Ireland’s head was tipped back, her gaze fixed on the Jeep’s sunroof. She watched the rain droplets hit the glass. Rain blurred all the windows now that we weren’t moving and I’d turned off the wipers. She had one of my rubber ducks—the EMT one—clutched in her hand and was turning it in her palm mindlessly.
“Not until after my class at nine, if that,” she answered. Besides the day with the soup and the hug, she’d always spoken that way. Calm. Even. Self-contained.
“So, you’ll be busy until about ten?” I asked, trying to sound casual.
She slowly shifted her gaze from the rooftop rain to me, a hint of suspicion in her indigo eyes.
Oops.
“Yes. Why?”
I looked away and stretched languidly, nonchalantly, buying myself some time as I came up with a good response.
“Just curious,” I rasped out as my back popped.
Nailed it.
She put the duck back on the dashboard carefully, and her phone vibrated loudly in the cupholder between us, rattling around in the plastic enclosure.
I’d gotten a little thrill when she put it there. It’d felt familiar, like a tiny, positive sign of her comfort with me.

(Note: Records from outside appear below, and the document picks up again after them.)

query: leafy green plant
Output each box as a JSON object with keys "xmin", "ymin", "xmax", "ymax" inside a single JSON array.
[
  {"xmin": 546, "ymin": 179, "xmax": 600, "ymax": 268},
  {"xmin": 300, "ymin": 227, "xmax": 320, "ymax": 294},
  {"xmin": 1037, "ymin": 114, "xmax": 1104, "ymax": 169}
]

The suspicion lifted from her eyes, but her shoulders slumped, and she looked at her phone with something almost like dread.
I didn’t know what to do, what I wasallowedto do, so I reached back behind her seat and blindly stuck my hand in the little box I kept back there, swirling its contents like soup.
She reached for the door handle, ready to push it open, so I let fate decide and grabbed one at random.
Her phone buzzed again. “I’ve gotta go,” she whispered.
“Here,” I said, reaching in front of her. “This is yours.” I rotated my hand and opened it in offering.
Ireland stared at it for a moment, and I held my breath.
Then her lips twitched.
“It looks like your grandpa,” she said.
“Rea—?” My voice cracked, and I had to clear it before trying again. “Really?”